Artículo de revisión
Breviario de guías y metas del paciente crítico hospitalizado en Medicina Interna
Breviary of guidelines and goals of critical hospitalized patients in Internal Medicine
Breviario de guías y metas del paciente crítico hospitalizado en Medicina Interna
Revista Médica del Instituto Mexicano del Seguro Social, vol. 59, núm. 5, 440-446, 2021
Instituto Mexicano del Seguro Social

Recepción: 24 Marzo 2021
Aprobación: 30 Mayo 2021
Resumen: Los pacientes en estado crítico presentan disfunción fisiológica que provoca inestabilidad en órganos y sistemas del cuerpo, con desenlaces fatales y lesiones irreversibles o incluso la muerte. En los servicios de Medicina Interna de los hospitales de México, en especial en los públicos, hay pacientes críticos con múltiples patologías que requieren vigilancia en el cumplimiento de diversas metas de su tratamiento. Se presenta un compendio de las guías y metas de patologías críticas con mayor prevalencia en los servicios de Medicina Interna, las cuales son necesarias para guiar el tratamiento.

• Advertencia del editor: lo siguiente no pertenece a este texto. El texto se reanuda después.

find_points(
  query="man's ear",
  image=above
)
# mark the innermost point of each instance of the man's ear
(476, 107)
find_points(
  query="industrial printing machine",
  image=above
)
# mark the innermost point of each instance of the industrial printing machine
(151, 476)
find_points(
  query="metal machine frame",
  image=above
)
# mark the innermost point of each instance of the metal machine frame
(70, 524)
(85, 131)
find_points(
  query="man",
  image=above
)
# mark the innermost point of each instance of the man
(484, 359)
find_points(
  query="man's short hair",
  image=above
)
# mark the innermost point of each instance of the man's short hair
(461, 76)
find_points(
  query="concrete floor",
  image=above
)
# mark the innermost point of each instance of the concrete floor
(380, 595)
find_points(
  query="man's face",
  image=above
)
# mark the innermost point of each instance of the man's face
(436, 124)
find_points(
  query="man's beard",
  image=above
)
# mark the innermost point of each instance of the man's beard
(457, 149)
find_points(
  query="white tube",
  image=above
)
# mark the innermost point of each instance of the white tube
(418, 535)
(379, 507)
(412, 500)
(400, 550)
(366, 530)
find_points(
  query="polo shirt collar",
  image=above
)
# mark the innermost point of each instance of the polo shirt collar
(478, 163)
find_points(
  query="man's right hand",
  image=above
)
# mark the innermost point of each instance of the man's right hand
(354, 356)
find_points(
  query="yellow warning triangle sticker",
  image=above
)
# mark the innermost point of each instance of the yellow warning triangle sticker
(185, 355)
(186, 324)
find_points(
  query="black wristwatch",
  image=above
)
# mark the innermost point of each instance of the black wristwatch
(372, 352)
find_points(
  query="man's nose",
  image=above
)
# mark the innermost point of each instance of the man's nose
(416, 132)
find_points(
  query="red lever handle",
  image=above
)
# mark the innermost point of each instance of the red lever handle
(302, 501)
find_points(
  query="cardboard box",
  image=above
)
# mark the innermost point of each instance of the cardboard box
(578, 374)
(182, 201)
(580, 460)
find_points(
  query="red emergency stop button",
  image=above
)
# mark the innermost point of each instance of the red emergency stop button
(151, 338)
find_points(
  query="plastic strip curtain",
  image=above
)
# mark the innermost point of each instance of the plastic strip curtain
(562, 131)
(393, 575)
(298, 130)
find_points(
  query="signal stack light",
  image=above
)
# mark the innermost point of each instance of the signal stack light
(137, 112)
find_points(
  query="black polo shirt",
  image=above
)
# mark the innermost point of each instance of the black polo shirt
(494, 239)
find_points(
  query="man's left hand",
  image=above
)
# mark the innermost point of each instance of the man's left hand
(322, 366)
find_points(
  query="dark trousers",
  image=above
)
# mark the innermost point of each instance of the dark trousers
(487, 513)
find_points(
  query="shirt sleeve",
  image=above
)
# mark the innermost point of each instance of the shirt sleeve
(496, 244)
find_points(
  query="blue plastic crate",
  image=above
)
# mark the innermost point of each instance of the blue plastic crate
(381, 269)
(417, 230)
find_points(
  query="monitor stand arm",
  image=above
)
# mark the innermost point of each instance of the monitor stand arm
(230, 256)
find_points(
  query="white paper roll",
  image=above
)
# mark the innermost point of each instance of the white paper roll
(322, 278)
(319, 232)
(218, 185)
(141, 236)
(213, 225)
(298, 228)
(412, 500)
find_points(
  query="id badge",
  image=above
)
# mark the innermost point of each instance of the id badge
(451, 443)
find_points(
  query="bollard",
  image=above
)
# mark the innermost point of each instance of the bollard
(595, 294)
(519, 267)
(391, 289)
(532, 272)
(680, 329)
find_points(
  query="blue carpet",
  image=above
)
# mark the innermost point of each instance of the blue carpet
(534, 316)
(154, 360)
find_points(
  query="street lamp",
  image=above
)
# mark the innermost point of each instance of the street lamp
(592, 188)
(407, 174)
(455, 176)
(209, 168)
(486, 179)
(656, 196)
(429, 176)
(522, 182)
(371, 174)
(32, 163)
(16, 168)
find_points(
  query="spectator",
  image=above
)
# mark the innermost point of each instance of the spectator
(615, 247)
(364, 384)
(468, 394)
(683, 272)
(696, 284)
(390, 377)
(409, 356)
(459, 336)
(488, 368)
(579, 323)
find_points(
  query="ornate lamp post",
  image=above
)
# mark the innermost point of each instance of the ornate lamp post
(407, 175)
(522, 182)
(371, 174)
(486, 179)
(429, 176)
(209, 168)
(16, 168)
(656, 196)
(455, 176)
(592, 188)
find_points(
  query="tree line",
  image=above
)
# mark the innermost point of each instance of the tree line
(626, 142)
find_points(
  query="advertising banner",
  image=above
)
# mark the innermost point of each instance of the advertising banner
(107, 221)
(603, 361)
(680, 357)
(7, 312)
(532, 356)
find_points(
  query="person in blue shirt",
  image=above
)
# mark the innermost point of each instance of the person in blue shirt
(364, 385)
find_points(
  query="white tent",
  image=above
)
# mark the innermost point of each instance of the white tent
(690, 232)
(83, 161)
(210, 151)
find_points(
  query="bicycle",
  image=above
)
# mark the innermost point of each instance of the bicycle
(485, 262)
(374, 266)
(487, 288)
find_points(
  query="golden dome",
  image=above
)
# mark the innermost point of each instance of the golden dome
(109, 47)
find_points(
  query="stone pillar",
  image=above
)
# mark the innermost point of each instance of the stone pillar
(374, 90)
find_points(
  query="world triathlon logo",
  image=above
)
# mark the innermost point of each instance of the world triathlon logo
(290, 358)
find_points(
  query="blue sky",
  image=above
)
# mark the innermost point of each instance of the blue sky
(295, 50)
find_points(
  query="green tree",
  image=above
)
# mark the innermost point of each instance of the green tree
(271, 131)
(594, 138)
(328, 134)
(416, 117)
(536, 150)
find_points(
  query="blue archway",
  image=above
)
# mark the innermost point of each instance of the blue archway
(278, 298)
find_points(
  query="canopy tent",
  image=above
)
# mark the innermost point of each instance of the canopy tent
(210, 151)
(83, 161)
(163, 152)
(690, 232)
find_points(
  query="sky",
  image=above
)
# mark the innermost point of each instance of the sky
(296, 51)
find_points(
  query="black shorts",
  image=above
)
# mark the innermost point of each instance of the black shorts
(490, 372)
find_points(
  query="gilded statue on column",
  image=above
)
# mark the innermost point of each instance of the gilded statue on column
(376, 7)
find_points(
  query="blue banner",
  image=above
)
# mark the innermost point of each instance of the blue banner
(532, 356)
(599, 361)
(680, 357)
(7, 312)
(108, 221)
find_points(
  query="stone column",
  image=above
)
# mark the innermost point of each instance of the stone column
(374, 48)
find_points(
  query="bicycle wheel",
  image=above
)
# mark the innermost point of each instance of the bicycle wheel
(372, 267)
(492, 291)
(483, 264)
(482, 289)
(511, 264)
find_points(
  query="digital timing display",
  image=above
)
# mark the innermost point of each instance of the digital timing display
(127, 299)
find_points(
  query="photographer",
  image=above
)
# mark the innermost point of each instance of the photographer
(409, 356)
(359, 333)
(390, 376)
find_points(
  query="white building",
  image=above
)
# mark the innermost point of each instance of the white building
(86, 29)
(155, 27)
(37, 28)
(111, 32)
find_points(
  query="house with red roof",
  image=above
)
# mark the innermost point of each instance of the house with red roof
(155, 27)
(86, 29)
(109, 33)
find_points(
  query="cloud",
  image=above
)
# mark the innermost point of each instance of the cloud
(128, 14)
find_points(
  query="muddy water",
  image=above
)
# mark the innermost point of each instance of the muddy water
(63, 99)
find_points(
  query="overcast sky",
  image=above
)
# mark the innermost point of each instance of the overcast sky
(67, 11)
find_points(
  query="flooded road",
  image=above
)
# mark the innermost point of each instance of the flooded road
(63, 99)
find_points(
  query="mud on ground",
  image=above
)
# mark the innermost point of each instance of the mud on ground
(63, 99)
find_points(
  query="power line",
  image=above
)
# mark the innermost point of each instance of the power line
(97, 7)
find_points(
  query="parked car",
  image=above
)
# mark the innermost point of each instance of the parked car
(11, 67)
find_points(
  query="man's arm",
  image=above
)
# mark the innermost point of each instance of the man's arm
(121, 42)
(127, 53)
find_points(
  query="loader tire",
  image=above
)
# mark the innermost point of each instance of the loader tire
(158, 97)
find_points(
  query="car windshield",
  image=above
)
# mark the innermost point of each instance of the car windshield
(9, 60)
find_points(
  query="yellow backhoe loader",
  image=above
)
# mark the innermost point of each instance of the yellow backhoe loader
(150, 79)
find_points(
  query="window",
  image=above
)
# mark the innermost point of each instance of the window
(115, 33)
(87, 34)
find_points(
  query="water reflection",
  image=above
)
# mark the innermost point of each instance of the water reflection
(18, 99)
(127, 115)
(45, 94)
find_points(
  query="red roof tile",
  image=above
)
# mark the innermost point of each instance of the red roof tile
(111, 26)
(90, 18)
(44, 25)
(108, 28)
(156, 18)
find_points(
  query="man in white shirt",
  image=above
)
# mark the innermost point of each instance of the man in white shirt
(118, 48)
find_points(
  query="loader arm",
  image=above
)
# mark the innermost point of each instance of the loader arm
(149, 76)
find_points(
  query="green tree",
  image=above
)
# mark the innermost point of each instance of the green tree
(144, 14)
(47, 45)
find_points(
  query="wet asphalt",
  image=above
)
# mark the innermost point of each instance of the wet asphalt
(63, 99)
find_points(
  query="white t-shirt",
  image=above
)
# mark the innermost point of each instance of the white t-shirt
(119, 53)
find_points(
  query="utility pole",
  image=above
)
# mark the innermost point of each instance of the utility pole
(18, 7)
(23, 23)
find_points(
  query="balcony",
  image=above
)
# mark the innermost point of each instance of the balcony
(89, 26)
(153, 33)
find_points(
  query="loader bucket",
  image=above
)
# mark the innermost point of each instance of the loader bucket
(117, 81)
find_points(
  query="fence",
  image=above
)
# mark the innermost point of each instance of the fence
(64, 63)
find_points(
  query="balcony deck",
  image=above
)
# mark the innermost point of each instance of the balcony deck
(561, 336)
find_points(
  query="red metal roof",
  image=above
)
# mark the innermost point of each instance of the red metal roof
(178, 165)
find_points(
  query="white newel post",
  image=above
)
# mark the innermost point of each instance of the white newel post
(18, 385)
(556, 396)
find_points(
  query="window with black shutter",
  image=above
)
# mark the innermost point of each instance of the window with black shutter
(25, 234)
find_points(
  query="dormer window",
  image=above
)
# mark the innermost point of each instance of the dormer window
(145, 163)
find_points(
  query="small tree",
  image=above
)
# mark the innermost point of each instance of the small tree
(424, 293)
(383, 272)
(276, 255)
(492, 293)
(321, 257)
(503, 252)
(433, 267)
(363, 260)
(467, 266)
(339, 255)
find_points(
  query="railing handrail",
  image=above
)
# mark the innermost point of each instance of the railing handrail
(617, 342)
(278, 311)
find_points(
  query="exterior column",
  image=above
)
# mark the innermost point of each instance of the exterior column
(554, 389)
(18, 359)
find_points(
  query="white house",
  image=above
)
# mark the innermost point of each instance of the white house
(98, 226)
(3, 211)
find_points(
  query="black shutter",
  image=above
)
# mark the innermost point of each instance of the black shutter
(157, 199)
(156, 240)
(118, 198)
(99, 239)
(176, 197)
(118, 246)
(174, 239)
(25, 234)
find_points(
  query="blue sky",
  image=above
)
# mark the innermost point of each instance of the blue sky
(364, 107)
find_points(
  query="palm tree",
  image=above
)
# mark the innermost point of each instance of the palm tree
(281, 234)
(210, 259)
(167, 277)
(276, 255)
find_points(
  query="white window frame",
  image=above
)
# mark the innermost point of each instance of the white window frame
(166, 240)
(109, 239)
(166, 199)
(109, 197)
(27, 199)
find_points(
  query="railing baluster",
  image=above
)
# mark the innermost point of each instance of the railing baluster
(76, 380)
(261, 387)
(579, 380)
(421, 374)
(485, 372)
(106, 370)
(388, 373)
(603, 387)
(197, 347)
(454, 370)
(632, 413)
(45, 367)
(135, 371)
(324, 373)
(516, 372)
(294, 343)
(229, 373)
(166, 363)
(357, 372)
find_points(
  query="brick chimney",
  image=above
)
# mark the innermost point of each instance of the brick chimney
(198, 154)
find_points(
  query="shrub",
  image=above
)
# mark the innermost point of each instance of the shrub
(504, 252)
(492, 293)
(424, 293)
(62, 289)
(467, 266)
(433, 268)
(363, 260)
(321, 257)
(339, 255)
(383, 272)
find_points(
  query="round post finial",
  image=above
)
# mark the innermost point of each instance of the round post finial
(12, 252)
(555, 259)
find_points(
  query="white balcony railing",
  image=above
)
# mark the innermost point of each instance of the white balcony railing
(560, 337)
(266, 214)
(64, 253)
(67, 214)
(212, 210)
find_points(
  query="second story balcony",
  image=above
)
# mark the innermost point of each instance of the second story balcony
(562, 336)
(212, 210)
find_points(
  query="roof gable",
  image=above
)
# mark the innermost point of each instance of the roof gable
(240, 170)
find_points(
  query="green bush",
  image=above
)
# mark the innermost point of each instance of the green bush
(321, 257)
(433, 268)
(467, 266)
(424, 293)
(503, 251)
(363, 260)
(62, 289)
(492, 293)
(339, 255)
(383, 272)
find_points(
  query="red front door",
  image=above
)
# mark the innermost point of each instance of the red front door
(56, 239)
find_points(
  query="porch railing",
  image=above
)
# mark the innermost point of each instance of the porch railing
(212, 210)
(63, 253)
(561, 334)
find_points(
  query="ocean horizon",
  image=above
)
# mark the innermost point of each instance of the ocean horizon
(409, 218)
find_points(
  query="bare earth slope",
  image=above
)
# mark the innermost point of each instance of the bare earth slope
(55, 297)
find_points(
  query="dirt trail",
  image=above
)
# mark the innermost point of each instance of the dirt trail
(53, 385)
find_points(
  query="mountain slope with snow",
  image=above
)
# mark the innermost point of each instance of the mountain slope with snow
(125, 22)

Palabras clave: Infecciones por Coronavirus, Insuficiencia Hepática, Cuidados Críticos, Paro Cardíaco, Sepsis.
Abstract: Patients with critical illness develop physiological dysfunction which provokes multi-organ system failure and triggers fatal outcomes and irreversible injuries or even death. Inside Internal Medicine services of Mexican hospitals, especially in public hospitals, there is a considerable number of critically ill patients with multiple pathologies who require surveillance to reach clinical goals of their treatment. We present a summary of guidelines and goals of the most prevalent critical diseases inside Internal Medicine services, which are necessary to guide treatments.
Keywords: Coronavirus Infections, Hepatic Insufficiency, Critical Care, Heart Arrest, Sepsis.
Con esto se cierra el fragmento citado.